Wunderschöne tiefe und hohe Töne kommen aus meinem Klavier, während ich sanft die Klaviertasten berühre und sie wieder loslasse. Es ist ein sonniger Freitag und der Klang, der unter meinen Fingern ertönt ist wie Balsam für die Seele. Jede Woche spiele ich mindestens einmal Klavier. Die Terrassentür ist offen, sodass alle anderen die wunderschönen Töne mithören dürfen. Mein Glas Macallan steht auf dem Klavier und die Flüssigkeit im Glas fängt an zu vibrieren ehe ich die Tasten berühre. Frische Luft vermischt sich mit dem Duft des Whiskeys. Die warme Sonne küsst meine Haut und lässt sie kribbeln. Heute spiele ich vermutlich das letzte Mal. Heute Nacht fahre ich nach New York. Die Sorgen die sich in meinem Kopf versammeln, lasse ich beiseite und gebe mir noch einen letzten ruhigen Moment und befreie mein Geist von den Problemen die mich verfolgen werden.

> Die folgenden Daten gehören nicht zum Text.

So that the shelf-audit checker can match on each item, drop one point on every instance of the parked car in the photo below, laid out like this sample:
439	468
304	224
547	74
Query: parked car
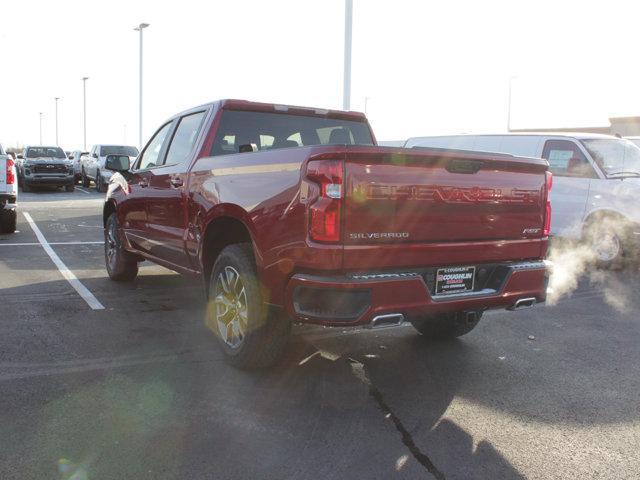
634	140
75	157
93	164
45	166
8	193
291	214
596	188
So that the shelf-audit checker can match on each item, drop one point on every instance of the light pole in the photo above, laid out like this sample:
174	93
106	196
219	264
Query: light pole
56	99
348	21
139	28
84	110
511	79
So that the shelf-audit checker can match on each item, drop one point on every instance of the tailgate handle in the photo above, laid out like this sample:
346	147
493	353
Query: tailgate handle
464	166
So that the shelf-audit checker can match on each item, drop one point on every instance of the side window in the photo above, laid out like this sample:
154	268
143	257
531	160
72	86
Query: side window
566	159
151	154
184	138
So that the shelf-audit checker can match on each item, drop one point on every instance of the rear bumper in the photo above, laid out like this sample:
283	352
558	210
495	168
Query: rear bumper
8	201
358	299
57	180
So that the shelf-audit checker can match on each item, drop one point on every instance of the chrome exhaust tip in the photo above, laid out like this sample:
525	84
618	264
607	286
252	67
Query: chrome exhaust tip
387	321
523	303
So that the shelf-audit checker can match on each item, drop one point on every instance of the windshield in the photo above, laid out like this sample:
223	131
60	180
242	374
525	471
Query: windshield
614	155
118	150
36	152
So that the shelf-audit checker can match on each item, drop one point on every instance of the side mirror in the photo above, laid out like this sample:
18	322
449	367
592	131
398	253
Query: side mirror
117	163
248	147
578	167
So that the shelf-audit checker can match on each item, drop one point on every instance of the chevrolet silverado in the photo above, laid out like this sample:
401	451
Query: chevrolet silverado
293	215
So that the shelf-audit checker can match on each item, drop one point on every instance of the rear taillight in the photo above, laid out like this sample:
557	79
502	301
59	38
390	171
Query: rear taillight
11	178
547	214
325	211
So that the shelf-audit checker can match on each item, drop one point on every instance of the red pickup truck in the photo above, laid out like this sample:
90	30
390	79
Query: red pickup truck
294	215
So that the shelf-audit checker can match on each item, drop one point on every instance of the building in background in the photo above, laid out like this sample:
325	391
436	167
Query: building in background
623	126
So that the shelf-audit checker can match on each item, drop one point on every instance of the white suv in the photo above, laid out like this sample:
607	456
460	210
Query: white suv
92	165
596	183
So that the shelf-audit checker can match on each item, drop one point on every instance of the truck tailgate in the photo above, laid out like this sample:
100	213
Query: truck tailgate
427	195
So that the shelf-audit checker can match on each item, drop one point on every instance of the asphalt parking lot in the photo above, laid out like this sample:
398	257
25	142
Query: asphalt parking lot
137	389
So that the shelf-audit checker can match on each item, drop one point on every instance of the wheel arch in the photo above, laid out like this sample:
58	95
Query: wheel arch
601	214
226	228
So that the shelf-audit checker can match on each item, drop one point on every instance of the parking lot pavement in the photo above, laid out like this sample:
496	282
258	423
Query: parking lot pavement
137	389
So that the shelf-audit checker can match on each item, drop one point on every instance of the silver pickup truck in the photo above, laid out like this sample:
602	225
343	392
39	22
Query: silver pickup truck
596	183
8	193
45	166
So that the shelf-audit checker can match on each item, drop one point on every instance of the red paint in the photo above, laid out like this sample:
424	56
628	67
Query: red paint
397	209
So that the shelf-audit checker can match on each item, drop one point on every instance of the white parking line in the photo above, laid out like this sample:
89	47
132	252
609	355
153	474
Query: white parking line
86	295
29	244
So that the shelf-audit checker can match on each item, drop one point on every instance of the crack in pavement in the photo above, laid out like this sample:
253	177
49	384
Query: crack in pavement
360	373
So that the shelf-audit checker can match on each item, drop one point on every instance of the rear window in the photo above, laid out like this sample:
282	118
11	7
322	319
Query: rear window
55	152
118	150
251	131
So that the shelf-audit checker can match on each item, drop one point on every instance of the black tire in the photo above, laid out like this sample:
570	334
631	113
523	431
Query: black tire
86	183
261	333
121	265
607	237
447	325
8	219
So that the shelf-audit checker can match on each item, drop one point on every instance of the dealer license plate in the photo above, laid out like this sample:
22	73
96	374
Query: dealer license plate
452	280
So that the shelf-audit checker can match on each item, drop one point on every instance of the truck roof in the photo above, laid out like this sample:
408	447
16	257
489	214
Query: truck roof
576	135
235	104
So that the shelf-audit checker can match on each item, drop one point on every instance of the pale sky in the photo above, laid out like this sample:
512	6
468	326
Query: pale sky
427	67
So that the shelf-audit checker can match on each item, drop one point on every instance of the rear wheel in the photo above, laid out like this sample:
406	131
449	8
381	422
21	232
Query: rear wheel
86	183
250	335
8	220
447	325
121	265
606	236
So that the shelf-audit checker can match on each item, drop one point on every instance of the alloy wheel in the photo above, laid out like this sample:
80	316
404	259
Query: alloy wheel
607	247
231	307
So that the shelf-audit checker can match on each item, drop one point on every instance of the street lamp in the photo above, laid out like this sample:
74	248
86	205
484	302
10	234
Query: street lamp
84	110
139	28
56	99
511	79
348	20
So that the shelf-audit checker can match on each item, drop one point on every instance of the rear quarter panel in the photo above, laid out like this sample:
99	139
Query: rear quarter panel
261	189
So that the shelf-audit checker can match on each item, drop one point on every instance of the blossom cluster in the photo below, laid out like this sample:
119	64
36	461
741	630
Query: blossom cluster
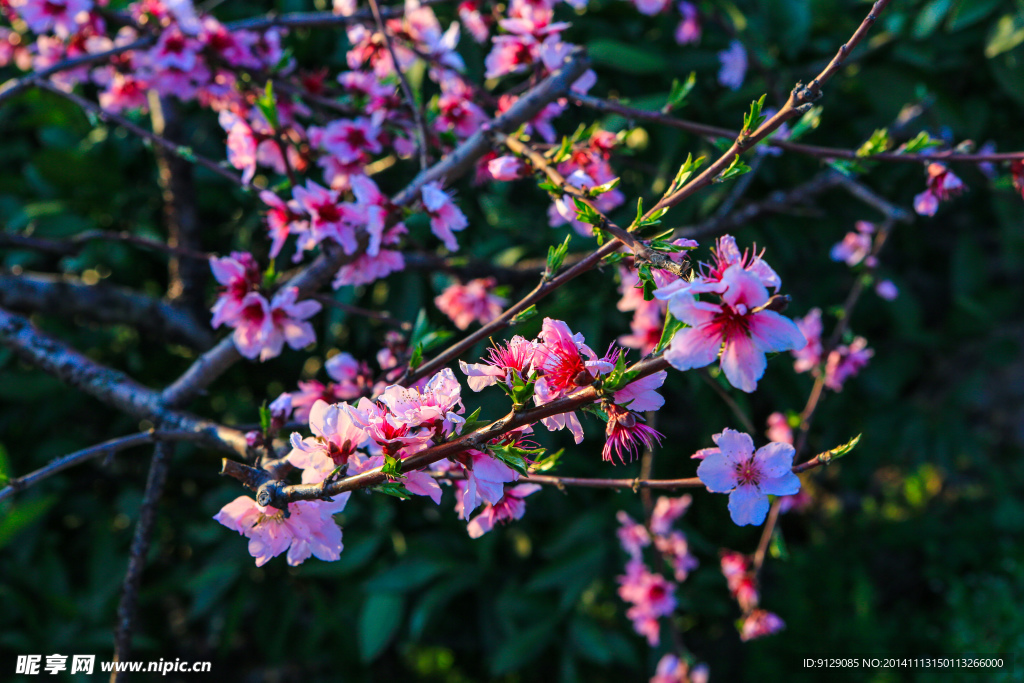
649	594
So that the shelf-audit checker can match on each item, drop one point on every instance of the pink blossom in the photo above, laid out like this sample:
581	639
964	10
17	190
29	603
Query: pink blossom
676	551
667	511
240	274
733	69
262	328
740	327
469	302
845	361
688	31
672	670
809	355
633	537
651	596
503	364
760	624
887	290
512	506
61	16
444	215
626	433
747	475
778	428
308	528
942	185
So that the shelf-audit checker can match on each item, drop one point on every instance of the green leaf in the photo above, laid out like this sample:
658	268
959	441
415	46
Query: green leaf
679	92
379	622
556	256
1009	34
736	168
672	326
523	315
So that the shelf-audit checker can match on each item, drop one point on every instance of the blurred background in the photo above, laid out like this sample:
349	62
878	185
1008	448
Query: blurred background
911	545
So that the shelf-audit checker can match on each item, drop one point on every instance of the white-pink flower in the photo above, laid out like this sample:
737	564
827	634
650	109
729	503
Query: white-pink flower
308	529
747	475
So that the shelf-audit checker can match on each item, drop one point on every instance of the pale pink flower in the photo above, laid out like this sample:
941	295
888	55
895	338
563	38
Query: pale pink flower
740	327
747	475
676	551
733	69
308	529
262	329
239	274
512	506
60	16
445	217
942	185
503	364
845	361
809	355
855	246
779	429
667	511
760	624
633	537
651	596
469	302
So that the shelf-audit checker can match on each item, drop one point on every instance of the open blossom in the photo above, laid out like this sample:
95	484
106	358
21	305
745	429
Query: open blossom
502	365
740	327
651	595
472	301
512	506
845	361
809	355
856	246
262	328
942	184
747	475
733	69
308	529
239	274
445	217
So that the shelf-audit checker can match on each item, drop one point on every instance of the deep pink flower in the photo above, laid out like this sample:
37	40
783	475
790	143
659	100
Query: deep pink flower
502	364
239	274
739	327
626	433
667	511
512	506
845	361
308	529
747	475
760	624
469	302
651	596
445	217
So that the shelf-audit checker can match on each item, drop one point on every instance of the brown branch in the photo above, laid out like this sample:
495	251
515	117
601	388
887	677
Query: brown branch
111	386
107	449
70	297
128	606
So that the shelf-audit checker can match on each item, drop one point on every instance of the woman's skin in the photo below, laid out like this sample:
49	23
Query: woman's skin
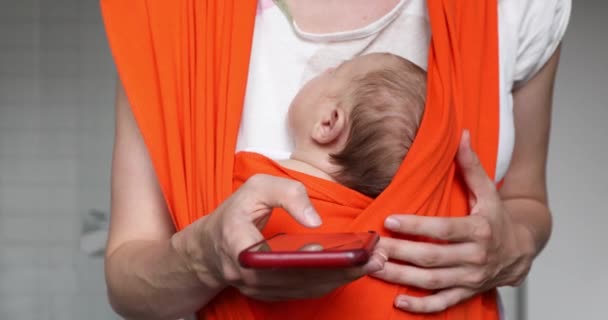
154	272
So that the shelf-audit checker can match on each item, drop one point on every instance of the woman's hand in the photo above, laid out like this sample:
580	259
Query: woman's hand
214	243
486	249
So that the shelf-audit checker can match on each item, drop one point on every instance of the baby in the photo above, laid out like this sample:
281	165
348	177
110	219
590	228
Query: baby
355	123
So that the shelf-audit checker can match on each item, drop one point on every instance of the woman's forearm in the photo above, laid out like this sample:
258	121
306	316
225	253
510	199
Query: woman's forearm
534	218
152	280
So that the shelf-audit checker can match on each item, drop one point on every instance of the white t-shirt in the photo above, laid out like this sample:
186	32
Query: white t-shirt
284	57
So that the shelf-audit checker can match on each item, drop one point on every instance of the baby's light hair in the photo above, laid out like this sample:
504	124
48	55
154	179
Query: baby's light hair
386	106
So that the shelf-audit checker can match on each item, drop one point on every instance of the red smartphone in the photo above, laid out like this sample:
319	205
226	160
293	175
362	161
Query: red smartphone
308	250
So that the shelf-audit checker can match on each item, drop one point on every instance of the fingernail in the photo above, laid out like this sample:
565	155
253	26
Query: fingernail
383	255
312	217
402	303
391	223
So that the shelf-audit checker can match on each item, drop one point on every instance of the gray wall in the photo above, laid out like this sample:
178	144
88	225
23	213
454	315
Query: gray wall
56	97
570	279
56	94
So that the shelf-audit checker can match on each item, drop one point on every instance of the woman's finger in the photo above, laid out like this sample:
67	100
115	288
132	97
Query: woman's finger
454	229
433	303
431	279
472	170
267	192
430	255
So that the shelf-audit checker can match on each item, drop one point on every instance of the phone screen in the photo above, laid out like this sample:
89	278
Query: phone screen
312	242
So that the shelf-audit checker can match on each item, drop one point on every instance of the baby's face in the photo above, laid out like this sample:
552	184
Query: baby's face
320	94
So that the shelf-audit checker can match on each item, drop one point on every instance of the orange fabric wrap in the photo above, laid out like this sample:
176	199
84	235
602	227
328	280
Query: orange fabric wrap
184	66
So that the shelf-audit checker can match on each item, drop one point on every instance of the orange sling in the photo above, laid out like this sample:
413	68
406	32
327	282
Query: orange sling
184	66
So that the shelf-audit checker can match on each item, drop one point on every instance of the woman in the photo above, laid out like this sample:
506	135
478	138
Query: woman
155	272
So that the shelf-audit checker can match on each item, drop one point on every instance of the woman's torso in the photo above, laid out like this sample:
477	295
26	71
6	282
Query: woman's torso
286	53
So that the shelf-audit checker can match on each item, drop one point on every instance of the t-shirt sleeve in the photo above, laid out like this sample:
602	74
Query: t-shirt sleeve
541	29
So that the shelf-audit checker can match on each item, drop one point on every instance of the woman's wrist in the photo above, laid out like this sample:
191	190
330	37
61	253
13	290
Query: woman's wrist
189	246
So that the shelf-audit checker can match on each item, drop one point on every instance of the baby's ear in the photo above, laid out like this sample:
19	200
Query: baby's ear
330	126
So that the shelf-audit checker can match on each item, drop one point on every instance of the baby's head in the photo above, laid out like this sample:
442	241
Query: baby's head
356	122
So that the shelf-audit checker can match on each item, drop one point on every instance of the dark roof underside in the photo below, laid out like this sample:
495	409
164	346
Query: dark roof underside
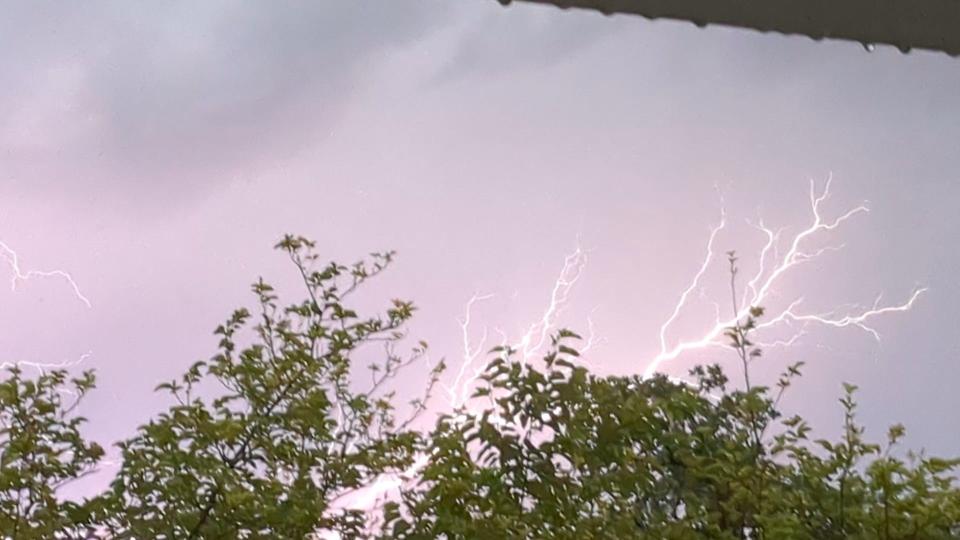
905	24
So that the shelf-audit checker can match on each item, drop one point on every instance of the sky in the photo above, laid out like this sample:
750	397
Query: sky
157	152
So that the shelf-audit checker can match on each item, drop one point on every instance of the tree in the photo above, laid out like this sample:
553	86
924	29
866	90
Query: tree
265	438
286	434
565	454
41	450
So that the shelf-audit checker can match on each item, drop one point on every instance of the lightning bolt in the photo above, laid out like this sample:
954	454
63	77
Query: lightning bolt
531	343
772	268
19	275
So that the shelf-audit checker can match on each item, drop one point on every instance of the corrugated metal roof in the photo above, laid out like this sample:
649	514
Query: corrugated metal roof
905	24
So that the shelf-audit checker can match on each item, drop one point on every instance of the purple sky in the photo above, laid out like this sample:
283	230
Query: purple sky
157	151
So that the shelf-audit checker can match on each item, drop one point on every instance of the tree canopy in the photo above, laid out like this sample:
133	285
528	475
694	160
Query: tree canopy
268	436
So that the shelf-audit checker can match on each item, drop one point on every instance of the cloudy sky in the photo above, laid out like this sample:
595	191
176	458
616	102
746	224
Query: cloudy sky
157	151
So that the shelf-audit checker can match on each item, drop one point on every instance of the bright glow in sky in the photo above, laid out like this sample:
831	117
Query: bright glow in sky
156	152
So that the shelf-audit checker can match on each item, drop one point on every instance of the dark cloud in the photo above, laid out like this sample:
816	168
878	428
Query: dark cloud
164	92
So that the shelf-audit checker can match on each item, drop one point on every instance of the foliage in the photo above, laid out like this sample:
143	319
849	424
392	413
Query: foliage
266	438
286	435
565	454
41	450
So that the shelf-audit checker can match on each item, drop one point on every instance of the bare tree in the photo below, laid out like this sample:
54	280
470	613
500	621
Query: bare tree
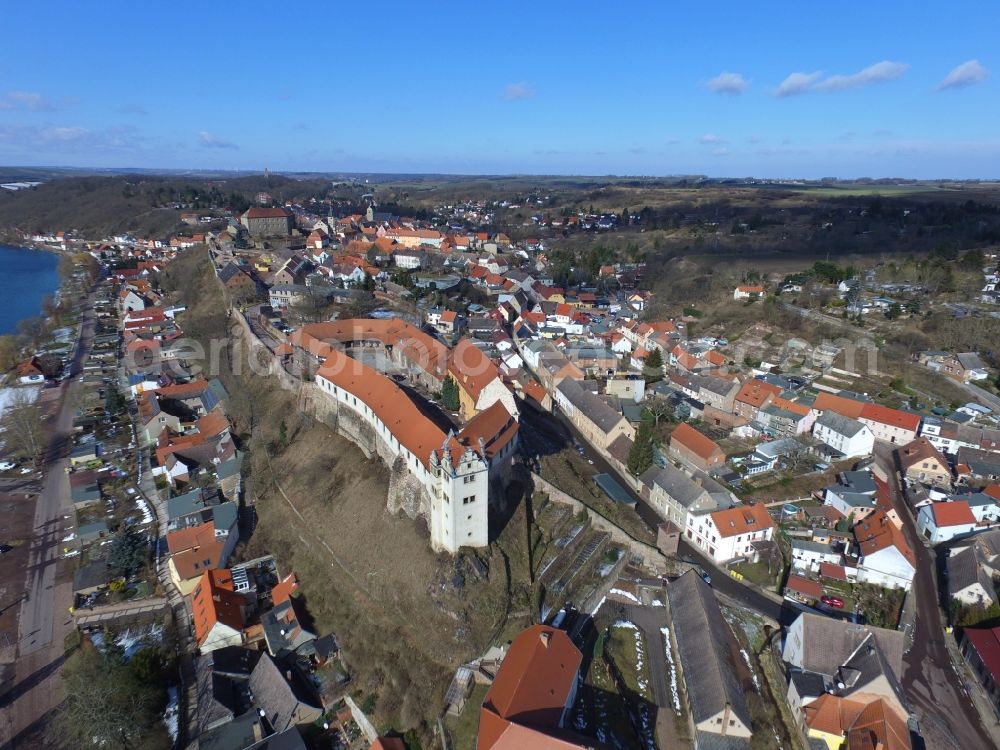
23	426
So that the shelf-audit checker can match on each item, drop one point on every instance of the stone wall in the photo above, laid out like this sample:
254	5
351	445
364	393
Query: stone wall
651	556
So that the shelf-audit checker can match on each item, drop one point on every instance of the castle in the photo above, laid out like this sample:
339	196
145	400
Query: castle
448	476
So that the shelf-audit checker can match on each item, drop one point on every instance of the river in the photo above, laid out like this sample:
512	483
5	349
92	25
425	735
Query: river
26	276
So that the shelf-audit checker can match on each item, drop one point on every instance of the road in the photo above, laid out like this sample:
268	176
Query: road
546	434
948	718
44	620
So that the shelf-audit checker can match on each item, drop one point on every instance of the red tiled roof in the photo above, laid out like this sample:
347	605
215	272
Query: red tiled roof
533	684
846	407
694	441
743	519
892	417
804	586
954	513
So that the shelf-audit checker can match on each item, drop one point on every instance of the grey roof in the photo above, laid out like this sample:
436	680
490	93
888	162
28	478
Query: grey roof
776	448
290	739
675	483
592	406
964	569
703	643
808	684
970	361
840	424
829	643
276	696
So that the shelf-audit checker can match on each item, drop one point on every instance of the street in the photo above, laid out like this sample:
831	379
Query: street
44	618
935	691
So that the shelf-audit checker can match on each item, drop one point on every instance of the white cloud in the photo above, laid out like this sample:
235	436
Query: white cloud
797	83
801	83
211	141
727	83
514	92
967	74
30	100
877	73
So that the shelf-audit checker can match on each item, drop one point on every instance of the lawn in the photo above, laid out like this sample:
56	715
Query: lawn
465	728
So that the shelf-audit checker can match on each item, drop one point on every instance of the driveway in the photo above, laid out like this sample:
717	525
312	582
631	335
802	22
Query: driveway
948	718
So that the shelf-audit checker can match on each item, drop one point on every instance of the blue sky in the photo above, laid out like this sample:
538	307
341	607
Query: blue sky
725	89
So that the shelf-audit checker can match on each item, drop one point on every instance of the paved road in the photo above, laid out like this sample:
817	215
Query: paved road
947	716
44	621
547	434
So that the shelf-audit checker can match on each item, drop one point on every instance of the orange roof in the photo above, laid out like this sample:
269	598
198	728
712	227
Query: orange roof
793	407
214	601
892	417
756	392
694	441
195	549
832	714
846	407
387	743
213	423
472	369
878	532
533	684
743	519
879	727
954	513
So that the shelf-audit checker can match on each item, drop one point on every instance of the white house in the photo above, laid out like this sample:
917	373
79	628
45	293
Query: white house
807	555
968	580
846	436
941	522
728	534
747	291
884	557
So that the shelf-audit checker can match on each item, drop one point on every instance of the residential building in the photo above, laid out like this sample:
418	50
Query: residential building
702	640
530	698
920	461
731	533
695	449
942	522
846	437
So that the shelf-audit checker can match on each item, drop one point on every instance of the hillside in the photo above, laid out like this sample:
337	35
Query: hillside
405	617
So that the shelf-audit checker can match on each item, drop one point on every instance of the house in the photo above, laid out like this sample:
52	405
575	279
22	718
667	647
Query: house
678	497
31	371
532	693
846	437
890	425
703	642
728	534
969	582
808	555
285	698
981	649
239	283
695	449
600	424
218	611
942	522
195	549
267	222
748	291
920	461
884	556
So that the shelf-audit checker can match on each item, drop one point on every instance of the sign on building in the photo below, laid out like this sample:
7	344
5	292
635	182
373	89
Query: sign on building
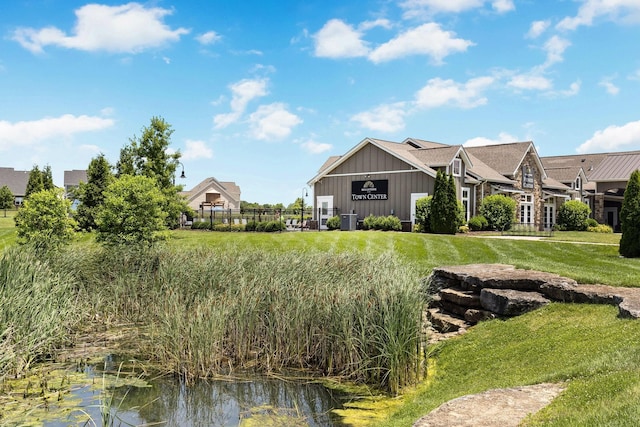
370	190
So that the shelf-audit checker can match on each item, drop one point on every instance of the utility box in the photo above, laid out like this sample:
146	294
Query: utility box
348	222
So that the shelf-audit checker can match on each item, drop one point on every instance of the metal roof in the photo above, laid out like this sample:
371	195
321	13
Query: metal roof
616	167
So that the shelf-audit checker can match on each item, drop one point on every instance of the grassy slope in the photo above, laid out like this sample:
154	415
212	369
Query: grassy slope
586	263
589	346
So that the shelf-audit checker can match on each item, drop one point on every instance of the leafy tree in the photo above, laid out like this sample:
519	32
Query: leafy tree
573	215
35	183
91	193
6	199
132	212
44	220
149	156
499	211
444	214
630	218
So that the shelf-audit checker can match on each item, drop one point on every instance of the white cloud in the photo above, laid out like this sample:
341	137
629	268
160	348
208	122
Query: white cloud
439	92
243	92
537	28
608	86
613	138
210	37
624	11
574	89
26	133
529	82
384	118
367	25
130	28
272	121
503	6
337	39
427	39
503	138
425	8
314	147
555	48
196	150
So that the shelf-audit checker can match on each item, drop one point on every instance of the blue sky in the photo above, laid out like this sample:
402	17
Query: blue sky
262	92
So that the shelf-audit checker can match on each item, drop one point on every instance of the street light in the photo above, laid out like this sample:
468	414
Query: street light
182	175
304	194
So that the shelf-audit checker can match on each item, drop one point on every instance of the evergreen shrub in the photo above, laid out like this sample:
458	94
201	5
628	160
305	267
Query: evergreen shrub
499	211
573	215
478	223
333	223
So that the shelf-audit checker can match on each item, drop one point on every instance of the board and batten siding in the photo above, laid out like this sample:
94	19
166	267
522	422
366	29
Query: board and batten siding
370	162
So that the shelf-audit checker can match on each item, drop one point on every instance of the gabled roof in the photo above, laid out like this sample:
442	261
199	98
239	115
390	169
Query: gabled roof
588	162
616	167
331	160
441	155
482	171
551	183
566	174
230	191
505	158
401	151
74	177
15	180
421	143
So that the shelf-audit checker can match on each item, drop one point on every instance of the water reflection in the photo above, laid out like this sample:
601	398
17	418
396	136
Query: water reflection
227	402
234	403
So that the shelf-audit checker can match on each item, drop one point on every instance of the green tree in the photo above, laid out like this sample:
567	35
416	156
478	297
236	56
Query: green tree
35	183
444	214
149	156
91	193
132	212
44	220
6	199
47	178
499	210
630	218
573	215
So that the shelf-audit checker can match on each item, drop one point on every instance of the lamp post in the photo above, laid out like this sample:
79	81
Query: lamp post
182	175
304	194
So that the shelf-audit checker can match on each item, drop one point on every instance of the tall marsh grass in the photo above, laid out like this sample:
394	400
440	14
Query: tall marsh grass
211	310
38	310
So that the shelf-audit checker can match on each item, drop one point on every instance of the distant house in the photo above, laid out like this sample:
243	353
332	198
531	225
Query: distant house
213	194
378	177
604	179
16	181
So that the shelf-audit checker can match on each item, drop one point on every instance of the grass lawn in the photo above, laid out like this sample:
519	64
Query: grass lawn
586	346
586	263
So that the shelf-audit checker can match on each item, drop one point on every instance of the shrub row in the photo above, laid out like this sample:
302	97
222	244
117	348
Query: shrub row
262	226
383	223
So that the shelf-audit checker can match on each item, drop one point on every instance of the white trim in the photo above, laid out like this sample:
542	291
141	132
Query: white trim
357	148
371	173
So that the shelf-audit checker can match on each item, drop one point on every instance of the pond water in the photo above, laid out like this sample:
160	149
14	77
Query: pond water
232	401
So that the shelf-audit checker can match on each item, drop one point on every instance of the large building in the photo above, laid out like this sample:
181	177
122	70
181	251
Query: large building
378	177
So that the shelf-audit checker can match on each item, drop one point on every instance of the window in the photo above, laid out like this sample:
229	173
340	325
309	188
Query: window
526	209
456	167
465	202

Für jetzt, für diesen Moment möchte ich frei sein. Ich lächle, denn die Töne sind so sanft und sie beruhigen mein Herz. Ich sehe zur Terrasse hin und sehe einen Mann. Er steht dort schon seit dem ich anfange zu spielen. Seine Augen sind geschlossen. Er genießt die Melodie. In seiner Hand ist eine Zigarette die er jede zweite Minute zwischen seine Lippen platziert und einen langen Zug nimmt. Dabei glitzert sein Silberring, jedes Mal wenn er seine Hand erhebt. Unter der Sonne verdunkelt sich sein schwarzer Anzug. Das einzige was strahlt, ist seine gebräunte Haut. Er ist komplett in schwarz gekleidet, von Kopf bis Fuß. Sein strenger Gesichtsausdruck den er immer hat, ist momentan nicht zu erkennen. Seine Narbe an seinem Auge erinnert mich an jener Nacht. Er ist mein Beschützer. Mein Schutzengel. Er hat mir vor einpaar Monaten das Leben gerettet und dabei ist die Narbe entstanden. Seine wunderschönen weichen Haare die er mal hatte, hat er abrasiert und trägt nun einen Buzz cut. Aber es steht ihm. Es passt sogar besser zu ihm.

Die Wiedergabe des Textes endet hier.